第弍怪 青写真
これは私が高校生の頃の話です。
祖父母が亡くなり、母方の実家とはあまり連絡を取らなくなっていた頃。
こんな夢を見たのです──
そこは真っ暗で、天地も前後も分からない夢の世界。
しばらく歩を進めることにしました。
すると、今まで距離感の無かった空間に小さな光が射したのです。
その光はこちらに近付いて来るや、私を包み込みました。
「あっ、赤ちゃんだ」
そこには、小さな写真立ての中で笑顔を見せる、小さな小さな女の子が写っていたのです。
どこの子なのか分からず、ただ眺めていると──
「頼んだよ」
声の主は、亡くなった私の祖父であり、その隣には同じく亡くなっている伯父の気配を感じました。

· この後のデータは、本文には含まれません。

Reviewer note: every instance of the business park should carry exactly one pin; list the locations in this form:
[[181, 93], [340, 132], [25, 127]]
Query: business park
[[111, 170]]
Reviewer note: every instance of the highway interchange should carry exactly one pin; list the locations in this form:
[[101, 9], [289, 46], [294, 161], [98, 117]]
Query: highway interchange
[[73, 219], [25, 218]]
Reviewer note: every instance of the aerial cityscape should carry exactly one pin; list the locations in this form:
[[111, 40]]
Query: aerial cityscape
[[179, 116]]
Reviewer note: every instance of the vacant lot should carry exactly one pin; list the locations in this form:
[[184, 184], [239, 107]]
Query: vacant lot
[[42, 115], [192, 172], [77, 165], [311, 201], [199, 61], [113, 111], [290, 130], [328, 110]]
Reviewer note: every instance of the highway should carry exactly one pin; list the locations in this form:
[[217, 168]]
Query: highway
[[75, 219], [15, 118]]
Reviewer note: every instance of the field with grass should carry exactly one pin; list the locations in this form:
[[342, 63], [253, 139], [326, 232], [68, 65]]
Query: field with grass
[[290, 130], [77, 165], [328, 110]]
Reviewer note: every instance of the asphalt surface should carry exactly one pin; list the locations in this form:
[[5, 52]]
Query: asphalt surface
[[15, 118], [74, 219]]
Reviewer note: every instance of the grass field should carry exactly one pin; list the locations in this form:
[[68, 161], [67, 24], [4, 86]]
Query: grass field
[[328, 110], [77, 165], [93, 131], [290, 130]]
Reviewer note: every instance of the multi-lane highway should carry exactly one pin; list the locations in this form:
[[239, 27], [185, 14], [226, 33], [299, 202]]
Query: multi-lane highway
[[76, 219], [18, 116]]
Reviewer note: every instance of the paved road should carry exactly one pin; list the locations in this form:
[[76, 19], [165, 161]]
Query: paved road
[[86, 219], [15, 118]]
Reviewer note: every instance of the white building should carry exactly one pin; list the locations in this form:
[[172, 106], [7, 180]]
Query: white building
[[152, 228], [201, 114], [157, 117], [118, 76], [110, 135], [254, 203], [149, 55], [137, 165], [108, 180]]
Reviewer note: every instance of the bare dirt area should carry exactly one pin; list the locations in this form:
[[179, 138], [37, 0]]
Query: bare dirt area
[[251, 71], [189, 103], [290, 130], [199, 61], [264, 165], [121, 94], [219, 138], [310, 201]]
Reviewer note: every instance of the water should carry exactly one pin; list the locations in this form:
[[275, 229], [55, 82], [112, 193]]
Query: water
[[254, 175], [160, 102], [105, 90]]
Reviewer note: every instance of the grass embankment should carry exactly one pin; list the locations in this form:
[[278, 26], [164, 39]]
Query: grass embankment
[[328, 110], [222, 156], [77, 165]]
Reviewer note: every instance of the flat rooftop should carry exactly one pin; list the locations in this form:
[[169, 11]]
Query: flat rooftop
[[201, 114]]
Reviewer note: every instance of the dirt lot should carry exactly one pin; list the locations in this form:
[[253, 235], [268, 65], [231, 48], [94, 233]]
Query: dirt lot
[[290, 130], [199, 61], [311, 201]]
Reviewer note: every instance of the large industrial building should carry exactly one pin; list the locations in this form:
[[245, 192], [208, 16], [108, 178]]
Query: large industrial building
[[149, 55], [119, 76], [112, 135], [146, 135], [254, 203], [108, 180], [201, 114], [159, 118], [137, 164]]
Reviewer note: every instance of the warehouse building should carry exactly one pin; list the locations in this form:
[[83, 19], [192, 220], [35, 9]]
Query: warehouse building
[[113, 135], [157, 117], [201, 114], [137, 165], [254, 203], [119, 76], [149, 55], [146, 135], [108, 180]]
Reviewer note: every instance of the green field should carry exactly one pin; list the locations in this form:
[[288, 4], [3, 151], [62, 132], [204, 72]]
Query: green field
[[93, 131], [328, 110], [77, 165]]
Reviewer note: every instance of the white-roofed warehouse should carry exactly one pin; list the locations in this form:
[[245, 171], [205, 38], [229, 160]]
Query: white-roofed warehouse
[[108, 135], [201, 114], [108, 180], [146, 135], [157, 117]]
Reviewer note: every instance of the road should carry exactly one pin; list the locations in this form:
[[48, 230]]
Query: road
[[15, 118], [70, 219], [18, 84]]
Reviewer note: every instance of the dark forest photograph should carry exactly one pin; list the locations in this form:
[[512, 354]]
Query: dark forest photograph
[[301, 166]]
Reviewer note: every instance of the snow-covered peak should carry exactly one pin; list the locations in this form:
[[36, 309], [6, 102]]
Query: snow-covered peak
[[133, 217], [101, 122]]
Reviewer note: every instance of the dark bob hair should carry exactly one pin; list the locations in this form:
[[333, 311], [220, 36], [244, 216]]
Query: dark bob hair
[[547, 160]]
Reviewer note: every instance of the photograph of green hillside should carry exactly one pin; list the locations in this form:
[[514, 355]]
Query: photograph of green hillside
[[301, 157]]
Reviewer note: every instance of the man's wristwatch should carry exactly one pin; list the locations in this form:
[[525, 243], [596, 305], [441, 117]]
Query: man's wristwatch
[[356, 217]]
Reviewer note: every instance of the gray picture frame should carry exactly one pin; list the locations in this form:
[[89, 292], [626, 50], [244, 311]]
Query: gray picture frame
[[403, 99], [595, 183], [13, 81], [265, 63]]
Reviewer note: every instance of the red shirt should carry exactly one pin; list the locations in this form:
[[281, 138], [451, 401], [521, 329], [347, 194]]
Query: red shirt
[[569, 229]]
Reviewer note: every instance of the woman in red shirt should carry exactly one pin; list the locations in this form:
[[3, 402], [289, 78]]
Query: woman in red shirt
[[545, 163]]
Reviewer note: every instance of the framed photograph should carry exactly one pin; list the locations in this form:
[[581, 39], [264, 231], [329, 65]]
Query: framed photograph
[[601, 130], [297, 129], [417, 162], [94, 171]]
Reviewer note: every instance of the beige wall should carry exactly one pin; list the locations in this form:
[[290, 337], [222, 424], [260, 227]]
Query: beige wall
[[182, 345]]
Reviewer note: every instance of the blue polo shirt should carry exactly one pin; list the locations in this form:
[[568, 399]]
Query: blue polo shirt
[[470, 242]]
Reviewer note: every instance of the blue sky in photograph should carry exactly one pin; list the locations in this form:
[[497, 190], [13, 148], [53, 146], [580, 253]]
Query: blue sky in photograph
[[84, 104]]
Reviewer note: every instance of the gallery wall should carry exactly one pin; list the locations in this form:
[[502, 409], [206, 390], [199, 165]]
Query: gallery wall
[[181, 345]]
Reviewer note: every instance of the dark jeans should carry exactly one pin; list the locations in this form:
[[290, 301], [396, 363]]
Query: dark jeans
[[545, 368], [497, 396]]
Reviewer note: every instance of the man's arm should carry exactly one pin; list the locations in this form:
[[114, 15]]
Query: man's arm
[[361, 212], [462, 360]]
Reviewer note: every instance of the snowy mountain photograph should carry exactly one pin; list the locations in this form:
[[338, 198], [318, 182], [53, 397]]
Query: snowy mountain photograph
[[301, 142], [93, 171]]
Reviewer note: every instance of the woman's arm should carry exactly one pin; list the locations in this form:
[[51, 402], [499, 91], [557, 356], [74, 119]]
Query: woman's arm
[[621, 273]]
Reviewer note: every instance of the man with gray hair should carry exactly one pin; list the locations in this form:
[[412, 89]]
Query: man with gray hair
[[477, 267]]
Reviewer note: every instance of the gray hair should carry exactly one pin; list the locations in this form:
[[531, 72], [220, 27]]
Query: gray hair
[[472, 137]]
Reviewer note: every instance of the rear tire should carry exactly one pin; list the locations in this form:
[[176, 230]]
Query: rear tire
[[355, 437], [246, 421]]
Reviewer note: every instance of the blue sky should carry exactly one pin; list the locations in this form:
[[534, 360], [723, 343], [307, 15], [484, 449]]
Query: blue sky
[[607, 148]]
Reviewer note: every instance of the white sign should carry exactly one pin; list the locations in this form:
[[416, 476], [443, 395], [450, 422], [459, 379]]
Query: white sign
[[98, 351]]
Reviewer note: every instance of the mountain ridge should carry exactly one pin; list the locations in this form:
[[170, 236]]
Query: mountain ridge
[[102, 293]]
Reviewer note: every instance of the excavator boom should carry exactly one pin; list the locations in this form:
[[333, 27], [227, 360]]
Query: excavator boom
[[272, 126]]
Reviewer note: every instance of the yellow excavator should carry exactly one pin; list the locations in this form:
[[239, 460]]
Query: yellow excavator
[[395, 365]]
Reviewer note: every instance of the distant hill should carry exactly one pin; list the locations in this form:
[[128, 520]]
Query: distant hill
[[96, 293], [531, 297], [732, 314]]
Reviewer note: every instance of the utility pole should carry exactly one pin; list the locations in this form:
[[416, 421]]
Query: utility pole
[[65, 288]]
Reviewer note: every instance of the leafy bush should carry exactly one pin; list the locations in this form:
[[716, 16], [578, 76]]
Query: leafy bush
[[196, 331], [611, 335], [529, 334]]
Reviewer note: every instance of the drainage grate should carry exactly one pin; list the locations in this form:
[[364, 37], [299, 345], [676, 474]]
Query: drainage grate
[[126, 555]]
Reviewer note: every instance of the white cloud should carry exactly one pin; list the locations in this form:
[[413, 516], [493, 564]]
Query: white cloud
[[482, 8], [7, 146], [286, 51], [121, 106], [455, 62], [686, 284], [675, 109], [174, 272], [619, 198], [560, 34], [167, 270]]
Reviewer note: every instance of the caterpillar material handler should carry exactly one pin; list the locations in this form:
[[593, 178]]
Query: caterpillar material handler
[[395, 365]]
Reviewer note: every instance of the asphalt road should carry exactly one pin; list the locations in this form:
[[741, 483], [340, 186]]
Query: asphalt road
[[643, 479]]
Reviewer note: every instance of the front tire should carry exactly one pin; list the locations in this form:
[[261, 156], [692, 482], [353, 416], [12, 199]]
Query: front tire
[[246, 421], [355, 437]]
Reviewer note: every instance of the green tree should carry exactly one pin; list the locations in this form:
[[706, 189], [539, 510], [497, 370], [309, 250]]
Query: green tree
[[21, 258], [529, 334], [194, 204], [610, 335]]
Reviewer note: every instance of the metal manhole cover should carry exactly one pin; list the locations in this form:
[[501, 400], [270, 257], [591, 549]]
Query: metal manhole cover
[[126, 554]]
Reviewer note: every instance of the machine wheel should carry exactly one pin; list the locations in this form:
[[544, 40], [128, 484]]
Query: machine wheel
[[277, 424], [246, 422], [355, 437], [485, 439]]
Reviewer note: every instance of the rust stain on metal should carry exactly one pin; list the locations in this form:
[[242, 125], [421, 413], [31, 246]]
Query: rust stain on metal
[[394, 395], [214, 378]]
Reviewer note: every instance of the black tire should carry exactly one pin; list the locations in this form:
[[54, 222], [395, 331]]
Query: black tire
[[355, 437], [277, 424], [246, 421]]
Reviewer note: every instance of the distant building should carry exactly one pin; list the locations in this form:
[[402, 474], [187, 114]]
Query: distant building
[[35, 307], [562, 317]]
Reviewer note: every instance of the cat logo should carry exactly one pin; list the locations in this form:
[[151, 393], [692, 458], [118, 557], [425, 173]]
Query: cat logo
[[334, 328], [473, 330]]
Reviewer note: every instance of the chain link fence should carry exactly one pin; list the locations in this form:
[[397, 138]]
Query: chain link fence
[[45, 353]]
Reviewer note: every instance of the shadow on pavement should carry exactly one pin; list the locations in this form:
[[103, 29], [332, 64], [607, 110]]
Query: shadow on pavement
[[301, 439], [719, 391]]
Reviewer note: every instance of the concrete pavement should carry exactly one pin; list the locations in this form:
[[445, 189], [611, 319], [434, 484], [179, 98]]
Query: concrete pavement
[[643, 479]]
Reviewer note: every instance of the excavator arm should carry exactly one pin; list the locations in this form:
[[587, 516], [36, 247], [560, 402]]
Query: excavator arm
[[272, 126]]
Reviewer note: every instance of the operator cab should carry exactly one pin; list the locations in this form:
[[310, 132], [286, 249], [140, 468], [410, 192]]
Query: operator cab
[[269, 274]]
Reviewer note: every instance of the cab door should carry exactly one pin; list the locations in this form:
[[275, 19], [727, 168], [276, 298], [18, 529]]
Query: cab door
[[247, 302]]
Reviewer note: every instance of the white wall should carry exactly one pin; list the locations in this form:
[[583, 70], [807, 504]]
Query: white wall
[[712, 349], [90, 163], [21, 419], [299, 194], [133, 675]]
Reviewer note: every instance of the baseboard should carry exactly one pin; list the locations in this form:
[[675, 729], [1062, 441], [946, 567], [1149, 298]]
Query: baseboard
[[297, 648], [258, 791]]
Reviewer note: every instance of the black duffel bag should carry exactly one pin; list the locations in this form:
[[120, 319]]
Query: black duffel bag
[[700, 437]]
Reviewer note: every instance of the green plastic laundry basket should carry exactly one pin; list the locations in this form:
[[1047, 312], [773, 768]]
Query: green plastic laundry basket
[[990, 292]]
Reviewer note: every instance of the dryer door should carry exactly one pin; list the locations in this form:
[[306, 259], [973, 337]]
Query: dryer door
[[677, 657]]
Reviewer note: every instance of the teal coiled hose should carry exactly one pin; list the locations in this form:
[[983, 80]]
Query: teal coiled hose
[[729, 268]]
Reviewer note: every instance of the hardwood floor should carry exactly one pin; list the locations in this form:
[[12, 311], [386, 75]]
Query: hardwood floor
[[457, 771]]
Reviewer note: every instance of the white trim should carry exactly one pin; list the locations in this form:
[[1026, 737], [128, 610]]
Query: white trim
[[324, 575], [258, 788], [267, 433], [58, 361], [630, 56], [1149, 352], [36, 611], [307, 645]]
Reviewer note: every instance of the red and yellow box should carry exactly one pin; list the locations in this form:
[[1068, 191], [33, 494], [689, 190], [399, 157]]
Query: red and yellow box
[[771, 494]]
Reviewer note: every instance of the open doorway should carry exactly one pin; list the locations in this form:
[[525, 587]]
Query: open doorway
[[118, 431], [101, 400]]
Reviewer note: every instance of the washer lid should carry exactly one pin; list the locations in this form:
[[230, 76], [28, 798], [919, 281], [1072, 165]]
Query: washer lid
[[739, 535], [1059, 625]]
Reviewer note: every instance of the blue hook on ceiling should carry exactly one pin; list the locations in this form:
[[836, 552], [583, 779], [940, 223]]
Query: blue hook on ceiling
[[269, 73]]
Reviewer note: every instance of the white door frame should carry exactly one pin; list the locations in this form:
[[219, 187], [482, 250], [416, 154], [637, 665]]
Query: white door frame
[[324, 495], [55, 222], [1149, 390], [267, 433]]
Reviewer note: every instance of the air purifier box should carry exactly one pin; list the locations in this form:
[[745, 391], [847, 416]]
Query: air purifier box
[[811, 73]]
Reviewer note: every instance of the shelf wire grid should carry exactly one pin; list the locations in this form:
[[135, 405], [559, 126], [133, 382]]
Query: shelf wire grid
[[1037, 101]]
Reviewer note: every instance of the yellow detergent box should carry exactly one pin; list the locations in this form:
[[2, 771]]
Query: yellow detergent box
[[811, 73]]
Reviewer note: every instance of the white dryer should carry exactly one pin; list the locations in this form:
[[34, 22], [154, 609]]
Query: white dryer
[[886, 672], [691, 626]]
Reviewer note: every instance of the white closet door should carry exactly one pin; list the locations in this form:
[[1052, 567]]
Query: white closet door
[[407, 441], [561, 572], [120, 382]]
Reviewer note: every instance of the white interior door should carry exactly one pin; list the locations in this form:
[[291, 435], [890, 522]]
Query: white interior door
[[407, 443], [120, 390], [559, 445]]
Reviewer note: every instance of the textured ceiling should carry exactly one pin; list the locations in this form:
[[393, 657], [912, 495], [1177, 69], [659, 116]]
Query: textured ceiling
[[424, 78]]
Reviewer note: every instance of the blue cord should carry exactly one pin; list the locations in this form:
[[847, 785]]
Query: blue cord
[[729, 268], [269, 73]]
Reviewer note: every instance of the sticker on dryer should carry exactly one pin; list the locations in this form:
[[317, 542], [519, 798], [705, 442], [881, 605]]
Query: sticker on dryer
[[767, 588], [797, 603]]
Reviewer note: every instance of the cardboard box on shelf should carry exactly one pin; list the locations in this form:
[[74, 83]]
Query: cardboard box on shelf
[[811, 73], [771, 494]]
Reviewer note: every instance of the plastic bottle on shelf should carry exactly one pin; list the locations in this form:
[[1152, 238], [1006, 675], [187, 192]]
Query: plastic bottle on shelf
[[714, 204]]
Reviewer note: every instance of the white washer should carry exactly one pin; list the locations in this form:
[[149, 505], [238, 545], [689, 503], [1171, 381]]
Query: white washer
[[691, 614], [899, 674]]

二人は写真立てを持ち、私に微笑み掛けると、そこで目が覚めました──
朝食時、私は母に夢の話をしていると電話が鳴った。
母の実家からだった。
しばらく楽しそうに話をしていた母が、ハッとした顔を私に向けたままこう続けたのです。
「あら。今、うちの子からその話を聞いたところ」
恐らく相手は意味が分からなかったのだろう。改めて母が説明を始めた。
いとこのお姉ちゃんが安定期に入ったので、妊娠したとの連絡をしてくれたらしいのだが、まだ誰にも話していなかったらしい。
「きっと、おじいちゃん達が知らせてくれたんだね」
母のその言葉に胸が温かくなって、一足先に会えたことを幸せに感じた。
数ヶ月後──
赤ちゃんは無事に生まれた。
喜びの言葉と共に、スマホに届いた赤ちゃんの写真は、あの日見た、あの時のそれと同じものであった。
「はじめまして……じゃないか。久しぶり、赤ちゃん」
予知夢というのは本当にあるようです。
いい夢ばかりならいいのですが──
夢と現実が繋がることってありますよね。
正夢というのでしょうか。
夢についても不思議な話はまだあるので、いずれ綴ろうと思います。
お読み頂いた皆様に、穢れが寄り憑きませんように。